Godfred Bakiweyem

Personal information
- Born: 20 December 1998 (age 26)
- Batting: Right-handed
- Bowling: Right-arm medium

International information
- National side: Ghana;
- T20I debut (cap 12): 21 May 2019 v Kenya
- Last T20I: 26 September 2024 v Mali
- Source: Cricinfo, 25 August 2025

= Godfred Bakiweyem =

Ghanaian cricketer (born 1998)

Godfred Bakiweyem (born 20 December 1998) is a Ghanaian cricketer.

== Career ==
He was named in Ghana's squad for the 2017 ICC World Cricket League Division Five tournament in South Africa.
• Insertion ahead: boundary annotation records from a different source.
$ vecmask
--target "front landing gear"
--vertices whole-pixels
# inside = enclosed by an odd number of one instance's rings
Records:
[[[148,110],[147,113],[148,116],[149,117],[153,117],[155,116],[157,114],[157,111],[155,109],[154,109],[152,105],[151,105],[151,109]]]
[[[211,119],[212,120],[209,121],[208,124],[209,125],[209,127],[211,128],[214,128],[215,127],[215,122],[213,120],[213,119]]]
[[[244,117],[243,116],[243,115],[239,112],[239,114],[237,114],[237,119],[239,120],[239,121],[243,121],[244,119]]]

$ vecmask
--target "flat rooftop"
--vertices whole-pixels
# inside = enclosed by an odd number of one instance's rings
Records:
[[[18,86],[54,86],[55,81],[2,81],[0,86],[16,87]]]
He played in Ghana's opening fixture, against Germany, on 3 September 2017.

In May 2019, he was named in Ghana's squad for the Regional Finals of the 2018–19 ICC T20 World Cup Africa Qualifier tournament in Uganda. He made his Twenty20 International (T20I) debut against Kenya on 21 May 2019. He was named in Ghana's squad for the 2021 ICC Men's T20 World Cup Africa Qualifier tournament in Rwanda. He was also named in Ghana's squad for the 2022–23 ICC Men's T20 World Cup Africa Qualifier tournament in Rwanda.
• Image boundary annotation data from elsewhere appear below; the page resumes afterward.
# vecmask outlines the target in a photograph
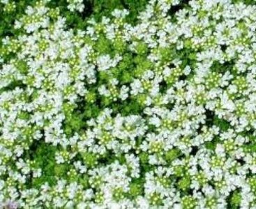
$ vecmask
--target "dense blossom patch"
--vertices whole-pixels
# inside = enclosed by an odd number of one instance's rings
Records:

On 17 December 2023, during a group stage match against Sierra Leone at the 2023 ACA Africa T20 Cup, he was dismissed in timed out manner and became only the second player ever in international cricket history to be timed out after Sri Lanka's Angelo Mathews was declared dismissed in this manner the previous month, on 6 November 2023. His confusion to reach the crease could have possibly arisen from score ticker on the live stream incorrectly showing that the over has ended, though one ball was left to be bowled. A Sierra Leone fielder rushed to the umpire who then looked into his watch. He was supposed to bat at number seven position in the match and he was timed out without facing any delivery. He then became the first player to be timed out in T20I cricket. After he was dismissed, a Sierra Leonean fielder was seen tapping into his watch; possibly as a celebration, send-off or mockery. Earlier in the same game, Bakiwenyem was involved in another unusual dismissal. After delivering the ball, he attempted to field it and run out batter Abbas Gbla, who was attempting a quick single. However, as Bakwenyam bent to pick up the ball, Gbla veered back into its path and made contact with it using his leg, preventing the run-out. The impact left Bakwenyam in visible discomfort, as he was seen wringing his hand afterward, and Gbla was given out obstructing the field.